Шрифт:
Интервал:
Закладка:
– Кому-то из вас нужна медицинская помощь? – спросила Куртана, глядя на нос Кильона. – На борту «Репейницы» есть доктор.
– Ничего, заживет.
– Твоя напарница кажется дееспособной, судя по ее разговорам. А как насчет матери с дочерью?
– Не знаю. Мы недавно вместе странствуем.
– Я спросила не об этом.
– Все равно не знаю. Они были в плену у черепов. Потом те попали в засаду, и мы освободили пленниц.
– Говорить они умеют?
– А почему бы вам не спросить их самих?
– Пожалуйста, не испытывайте мое терпение, мистер…
Судя по интонации, Куртана хотела, чтобы Кильон назвал себя.
– Кильон.
– Очевидно, житель Клинка, – отметила Куртана. – Хотя есть в тебе что-то странное.

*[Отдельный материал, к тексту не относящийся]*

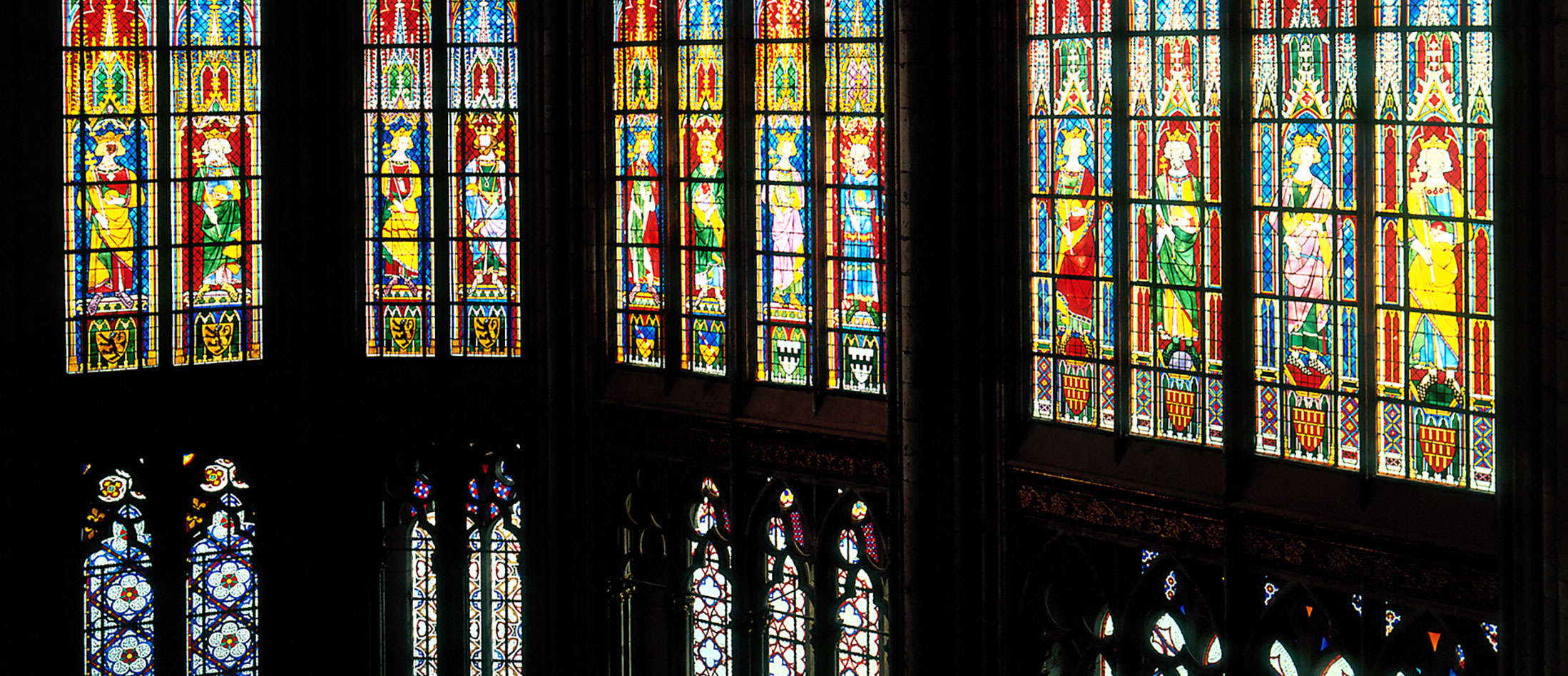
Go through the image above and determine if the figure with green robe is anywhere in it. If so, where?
[1149,130,1199,370]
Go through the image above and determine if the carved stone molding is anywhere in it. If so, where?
[1016,483,1225,550]
[1241,528,1502,610]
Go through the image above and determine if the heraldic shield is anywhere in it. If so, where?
[88,317,140,370]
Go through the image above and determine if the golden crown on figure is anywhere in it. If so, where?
[472,113,506,154]
[93,126,126,144]
[1416,133,1452,150]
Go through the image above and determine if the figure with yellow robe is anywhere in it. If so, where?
[1280,133,1334,373]
[378,126,425,287]
[1149,130,1201,369]
[1405,136,1465,404]
[191,124,245,299]
[688,121,724,303]
[85,119,143,314]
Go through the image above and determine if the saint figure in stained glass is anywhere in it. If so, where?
[1405,127,1465,406]
[1054,124,1101,337]
[1148,128,1203,370]
[462,115,508,287]
[378,118,425,289]
[1281,133,1334,376]
[86,118,148,315]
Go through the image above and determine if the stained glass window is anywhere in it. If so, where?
[610,0,664,365]
[63,0,161,373]
[171,0,262,365]
[753,0,817,384]
[185,458,259,676]
[762,486,813,676]
[364,0,436,356]
[364,0,522,356]
[467,458,524,676]
[63,0,262,373]
[1245,579,1499,676]
[1025,0,1116,430]
[1373,0,1496,493]
[1127,0,1225,446]
[687,478,735,676]
[406,477,439,676]
[834,501,887,676]
[81,464,153,676]
[1251,0,1361,469]
[447,0,522,356]
[1127,553,1225,675]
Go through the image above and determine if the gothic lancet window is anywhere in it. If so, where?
[1124,550,1225,676]
[81,464,153,676]
[1025,0,1116,430]
[611,0,664,365]
[753,0,887,392]
[185,456,260,676]
[1369,0,1496,493]
[364,0,521,356]
[611,0,886,394]
[1251,0,1363,469]
[833,498,887,676]
[63,0,262,373]
[467,458,524,676]
[686,477,735,676]
[762,481,814,676]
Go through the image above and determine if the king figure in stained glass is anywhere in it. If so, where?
[1405,127,1465,404]
[688,116,724,304]
[839,118,881,319]
[462,115,509,295]
[380,118,425,287]
[1281,127,1334,381]
[623,118,660,297]
[1148,123,1201,370]
[191,118,245,303]
[1055,123,1099,354]
[767,128,809,309]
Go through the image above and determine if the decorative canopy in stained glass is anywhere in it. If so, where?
[61,0,262,373]
[185,458,260,676]
[81,464,153,676]
[687,477,735,676]
[466,455,524,676]
[610,0,886,394]
[364,0,524,356]
[760,481,814,676]
[1369,0,1496,493]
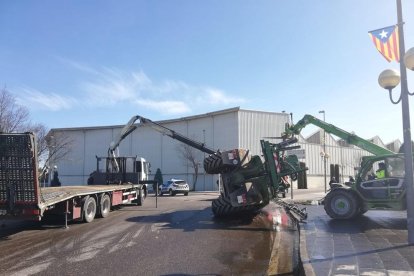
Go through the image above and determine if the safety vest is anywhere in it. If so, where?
[375,170,385,179]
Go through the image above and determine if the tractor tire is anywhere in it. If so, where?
[211,196,262,218]
[137,189,145,206]
[99,194,111,218]
[82,196,96,222]
[324,189,359,219]
[204,153,223,174]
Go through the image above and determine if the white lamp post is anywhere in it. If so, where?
[378,0,414,245]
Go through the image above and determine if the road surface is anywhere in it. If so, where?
[0,193,294,275]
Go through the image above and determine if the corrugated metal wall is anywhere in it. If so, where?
[51,108,388,190]
[51,108,239,190]
[239,110,289,155]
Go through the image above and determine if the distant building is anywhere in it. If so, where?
[50,107,398,190]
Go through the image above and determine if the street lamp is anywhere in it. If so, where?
[378,0,414,245]
[319,110,327,193]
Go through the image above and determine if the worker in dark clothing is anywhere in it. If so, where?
[329,177,338,188]
[50,166,62,187]
[375,162,385,179]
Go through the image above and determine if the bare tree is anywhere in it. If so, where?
[177,144,200,190]
[0,87,30,133]
[0,87,72,169]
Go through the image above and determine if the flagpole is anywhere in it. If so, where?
[397,0,414,245]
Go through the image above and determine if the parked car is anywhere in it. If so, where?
[159,178,190,196]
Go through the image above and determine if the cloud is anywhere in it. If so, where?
[135,100,191,114]
[17,87,77,111]
[18,57,245,115]
[202,88,245,105]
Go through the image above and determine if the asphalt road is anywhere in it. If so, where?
[0,193,284,275]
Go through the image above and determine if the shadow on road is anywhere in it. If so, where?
[127,207,271,232]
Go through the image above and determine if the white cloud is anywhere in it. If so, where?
[135,100,191,115]
[17,88,77,111]
[19,57,245,115]
[206,88,245,105]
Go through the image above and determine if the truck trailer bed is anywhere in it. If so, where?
[39,184,142,208]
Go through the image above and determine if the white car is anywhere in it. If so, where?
[159,179,190,196]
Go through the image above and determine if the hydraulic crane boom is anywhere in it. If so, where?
[136,116,217,154]
[283,115,394,155]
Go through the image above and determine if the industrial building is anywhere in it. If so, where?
[49,107,401,191]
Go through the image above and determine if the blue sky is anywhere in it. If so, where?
[0,0,414,143]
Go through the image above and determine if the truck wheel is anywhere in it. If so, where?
[137,190,145,206]
[99,194,111,218]
[204,153,223,174]
[211,196,262,218]
[324,189,359,219]
[83,196,96,222]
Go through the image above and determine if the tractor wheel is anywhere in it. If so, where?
[83,196,96,222]
[204,153,223,174]
[324,189,359,219]
[137,189,145,206]
[99,194,111,218]
[211,196,262,218]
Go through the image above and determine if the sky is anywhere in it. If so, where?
[0,0,414,143]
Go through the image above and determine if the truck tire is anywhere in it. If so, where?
[204,153,223,174]
[324,189,359,219]
[137,190,145,206]
[99,194,111,218]
[211,196,262,218]
[83,196,96,222]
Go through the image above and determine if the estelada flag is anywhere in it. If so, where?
[368,25,400,62]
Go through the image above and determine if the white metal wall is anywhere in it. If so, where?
[50,108,239,190]
[50,108,390,190]
[239,110,289,155]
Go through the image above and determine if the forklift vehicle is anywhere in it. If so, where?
[119,115,306,218]
[283,115,406,219]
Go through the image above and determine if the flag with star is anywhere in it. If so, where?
[368,25,400,62]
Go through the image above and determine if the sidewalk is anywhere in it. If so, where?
[286,189,414,276]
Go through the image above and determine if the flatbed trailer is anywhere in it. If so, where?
[0,133,145,222]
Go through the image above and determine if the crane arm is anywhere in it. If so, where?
[283,115,394,155]
[137,116,217,154]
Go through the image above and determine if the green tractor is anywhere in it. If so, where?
[283,115,406,219]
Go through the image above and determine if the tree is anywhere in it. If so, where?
[0,87,30,133]
[177,144,200,191]
[0,87,72,171]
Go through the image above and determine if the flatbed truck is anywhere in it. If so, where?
[0,133,145,226]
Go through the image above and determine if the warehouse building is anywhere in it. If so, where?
[49,107,398,191]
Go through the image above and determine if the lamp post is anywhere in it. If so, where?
[378,0,414,245]
[319,110,326,193]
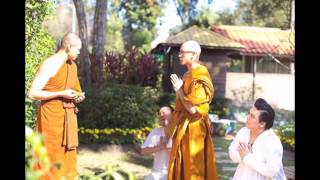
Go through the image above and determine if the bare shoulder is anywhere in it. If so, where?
[40,55,61,77]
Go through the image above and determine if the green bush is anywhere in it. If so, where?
[25,126,50,180]
[78,83,160,129]
[275,123,295,151]
[79,126,152,145]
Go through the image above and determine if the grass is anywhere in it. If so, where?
[78,131,294,180]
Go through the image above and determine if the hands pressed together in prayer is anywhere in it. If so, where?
[61,89,85,103]
[159,136,168,150]
[238,142,251,159]
[170,74,183,92]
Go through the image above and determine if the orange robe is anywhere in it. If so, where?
[36,61,81,180]
[166,65,218,180]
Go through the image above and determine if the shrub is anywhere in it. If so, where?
[78,83,160,129]
[25,126,50,180]
[275,123,295,151]
[104,48,161,87]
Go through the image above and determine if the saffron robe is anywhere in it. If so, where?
[166,65,218,180]
[36,60,81,180]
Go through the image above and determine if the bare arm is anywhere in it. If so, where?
[176,88,197,114]
[29,61,75,100]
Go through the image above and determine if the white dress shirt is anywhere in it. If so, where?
[141,127,172,180]
[229,127,286,180]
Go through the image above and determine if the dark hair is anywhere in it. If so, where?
[254,98,274,129]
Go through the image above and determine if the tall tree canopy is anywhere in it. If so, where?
[121,0,164,51]
[216,0,292,29]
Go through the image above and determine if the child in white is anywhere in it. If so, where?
[141,107,172,180]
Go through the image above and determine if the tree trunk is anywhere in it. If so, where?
[73,0,91,86]
[91,0,107,86]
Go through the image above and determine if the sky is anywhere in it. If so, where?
[151,0,237,47]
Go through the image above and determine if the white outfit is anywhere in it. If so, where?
[141,127,172,180]
[229,127,286,180]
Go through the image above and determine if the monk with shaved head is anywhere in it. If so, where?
[165,41,218,180]
[29,33,85,180]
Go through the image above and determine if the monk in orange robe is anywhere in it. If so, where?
[29,33,85,180]
[166,41,218,180]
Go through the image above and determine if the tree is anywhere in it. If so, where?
[25,0,55,127]
[73,0,91,86]
[217,0,292,29]
[170,7,218,35]
[91,0,107,86]
[105,2,124,54]
[120,0,163,51]
[173,0,198,24]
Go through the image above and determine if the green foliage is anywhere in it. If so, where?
[79,126,152,144]
[169,7,218,35]
[121,0,163,51]
[79,164,137,180]
[105,11,124,53]
[105,49,161,87]
[25,0,54,46]
[25,126,50,180]
[275,123,295,151]
[25,0,55,127]
[78,82,160,129]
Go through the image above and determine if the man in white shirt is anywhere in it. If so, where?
[229,98,286,180]
[141,106,172,180]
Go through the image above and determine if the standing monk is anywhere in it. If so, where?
[166,41,218,180]
[29,33,85,180]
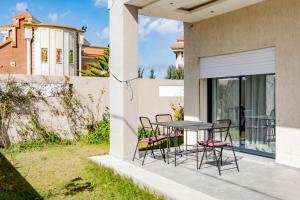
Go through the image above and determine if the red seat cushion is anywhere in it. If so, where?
[143,135,167,144]
[161,133,180,138]
[198,140,231,147]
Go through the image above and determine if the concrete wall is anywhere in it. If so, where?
[0,75,183,145]
[184,0,300,167]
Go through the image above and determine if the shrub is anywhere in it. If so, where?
[86,118,110,144]
[171,104,184,121]
[138,128,151,140]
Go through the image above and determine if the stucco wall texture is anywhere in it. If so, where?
[0,75,183,143]
[184,0,300,167]
[185,0,300,128]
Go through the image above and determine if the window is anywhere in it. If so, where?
[56,49,62,64]
[69,49,74,64]
[41,48,48,63]
[208,74,276,157]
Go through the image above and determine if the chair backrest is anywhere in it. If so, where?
[155,114,173,134]
[155,114,173,122]
[140,117,156,137]
[212,119,232,142]
[270,109,275,117]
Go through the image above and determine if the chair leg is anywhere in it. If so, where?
[231,145,240,172]
[197,146,206,169]
[132,142,139,161]
[142,144,149,165]
[159,142,166,162]
[220,148,223,166]
[150,143,156,159]
[213,147,221,176]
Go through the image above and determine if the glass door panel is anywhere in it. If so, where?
[241,75,275,153]
[210,75,276,157]
[212,78,240,146]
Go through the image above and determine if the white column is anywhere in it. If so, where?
[25,28,32,75]
[109,0,138,159]
[78,34,84,76]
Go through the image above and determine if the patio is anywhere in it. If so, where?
[91,151,300,200]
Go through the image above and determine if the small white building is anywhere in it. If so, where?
[0,11,85,76]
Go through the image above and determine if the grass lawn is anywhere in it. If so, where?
[0,143,163,200]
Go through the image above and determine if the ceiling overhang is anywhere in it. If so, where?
[125,0,264,23]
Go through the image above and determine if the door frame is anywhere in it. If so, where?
[207,73,276,158]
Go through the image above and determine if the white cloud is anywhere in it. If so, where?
[47,10,71,22]
[96,26,109,40]
[47,13,58,22]
[15,2,28,12]
[93,0,107,7]
[139,16,183,38]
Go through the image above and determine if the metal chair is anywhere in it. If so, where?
[198,119,239,175]
[155,114,181,163]
[132,117,167,165]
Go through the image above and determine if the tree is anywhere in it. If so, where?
[166,65,184,80]
[138,67,144,78]
[81,49,109,77]
[149,69,156,79]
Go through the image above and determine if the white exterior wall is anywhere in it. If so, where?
[175,51,184,68]
[32,27,79,76]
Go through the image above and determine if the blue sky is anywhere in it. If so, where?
[0,0,183,78]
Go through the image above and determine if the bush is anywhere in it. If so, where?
[171,104,184,121]
[86,118,110,144]
[165,65,184,80]
[138,128,151,140]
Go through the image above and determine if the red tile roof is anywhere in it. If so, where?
[82,46,107,57]
[171,36,184,50]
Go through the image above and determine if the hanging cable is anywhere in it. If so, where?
[110,71,139,101]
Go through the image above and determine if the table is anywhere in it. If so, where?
[152,121,216,169]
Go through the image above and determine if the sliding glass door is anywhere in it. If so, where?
[209,75,276,157]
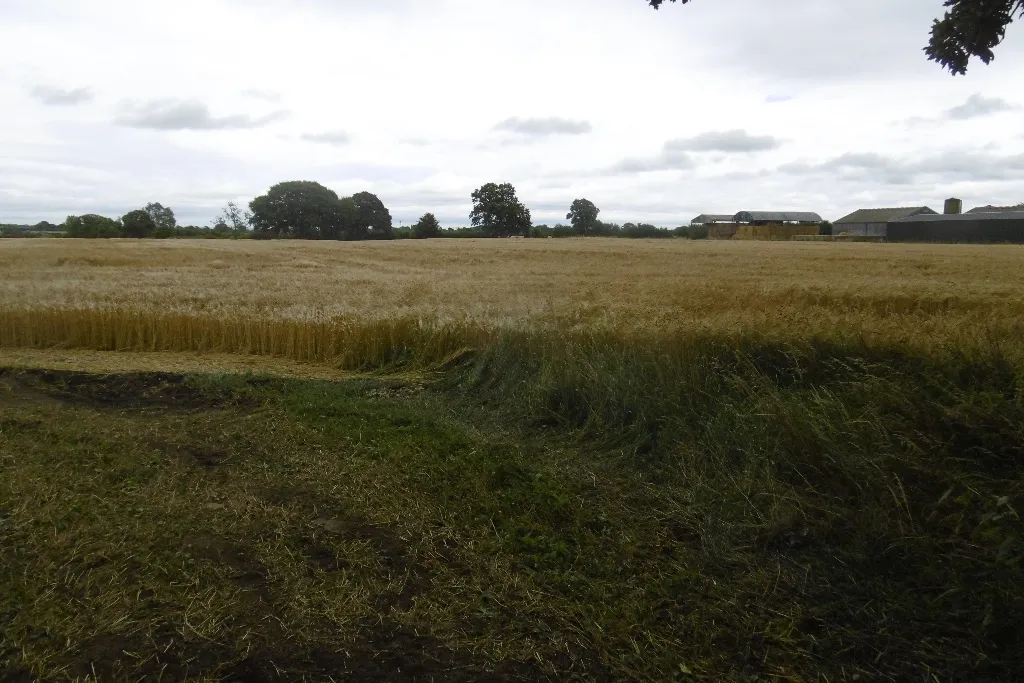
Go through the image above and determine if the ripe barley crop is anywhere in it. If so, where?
[0,239,1024,366]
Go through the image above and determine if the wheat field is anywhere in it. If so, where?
[0,239,1024,366]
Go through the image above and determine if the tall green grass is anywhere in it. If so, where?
[456,334,1024,680]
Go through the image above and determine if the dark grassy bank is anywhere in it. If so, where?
[0,337,1024,681]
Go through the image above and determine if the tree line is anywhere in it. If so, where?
[37,180,708,241]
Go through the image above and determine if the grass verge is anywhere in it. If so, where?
[0,335,1024,681]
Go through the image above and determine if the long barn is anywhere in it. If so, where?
[886,211,1024,244]
[833,206,936,238]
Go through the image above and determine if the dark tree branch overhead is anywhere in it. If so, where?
[647,0,1024,75]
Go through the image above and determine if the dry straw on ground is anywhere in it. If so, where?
[0,239,1024,366]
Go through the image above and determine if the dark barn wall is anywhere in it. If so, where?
[887,218,1024,244]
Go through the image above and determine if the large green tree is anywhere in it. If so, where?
[121,209,157,238]
[249,180,358,240]
[213,202,252,234]
[413,213,441,240]
[349,193,394,240]
[62,213,122,238]
[647,0,1024,75]
[565,200,601,234]
[145,202,178,230]
[469,182,531,238]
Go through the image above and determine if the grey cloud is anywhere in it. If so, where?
[242,88,281,102]
[300,130,352,146]
[777,152,1024,184]
[608,152,696,173]
[945,93,1020,121]
[117,99,288,130]
[30,85,92,106]
[495,117,593,136]
[665,128,781,154]
[901,93,1021,128]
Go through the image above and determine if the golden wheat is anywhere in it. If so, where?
[0,239,1024,366]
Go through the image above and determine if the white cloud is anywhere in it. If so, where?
[299,130,352,146]
[30,85,93,106]
[495,117,593,137]
[945,93,1020,121]
[117,99,288,130]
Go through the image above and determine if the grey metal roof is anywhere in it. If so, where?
[835,206,935,225]
[690,213,732,224]
[732,211,821,223]
[889,211,1024,223]
[968,204,1024,213]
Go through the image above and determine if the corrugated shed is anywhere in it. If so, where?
[835,206,936,225]
[968,204,1024,213]
[690,213,732,225]
[887,211,1024,244]
[890,211,1024,223]
[732,211,821,223]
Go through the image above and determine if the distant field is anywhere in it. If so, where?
[0,239,1024,362]
[0,239,1024,683]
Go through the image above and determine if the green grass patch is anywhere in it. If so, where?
[0,336,1024,681]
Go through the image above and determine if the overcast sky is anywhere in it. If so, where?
[0,0,1024,226]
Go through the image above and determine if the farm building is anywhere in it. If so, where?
[732,211,821,240]
[968,204,1024,213]
[732,211,821,225]
[690,213,732,225]
[690,213,739,240]
[886,211,1024,244]
[833,206,935,238]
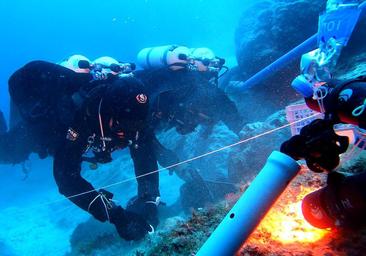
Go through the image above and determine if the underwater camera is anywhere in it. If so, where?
[302,173,366,229]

Ну а ты кто?
– Мерока.
– Что ты делаешь за пределами Клинка?
– Хреновой жизни радуюсь, а ты как думала?
– Значит, ты знаешь о недавних событиях?
– Не заметить их было трудно, – ответил Кильон. – По крайней мере, тому, в ком есть хоть капля человечности. Тридцать миллионов человек страдают сейчас на Клинке, умирают медленной мучительной смертью от зонального недомогания.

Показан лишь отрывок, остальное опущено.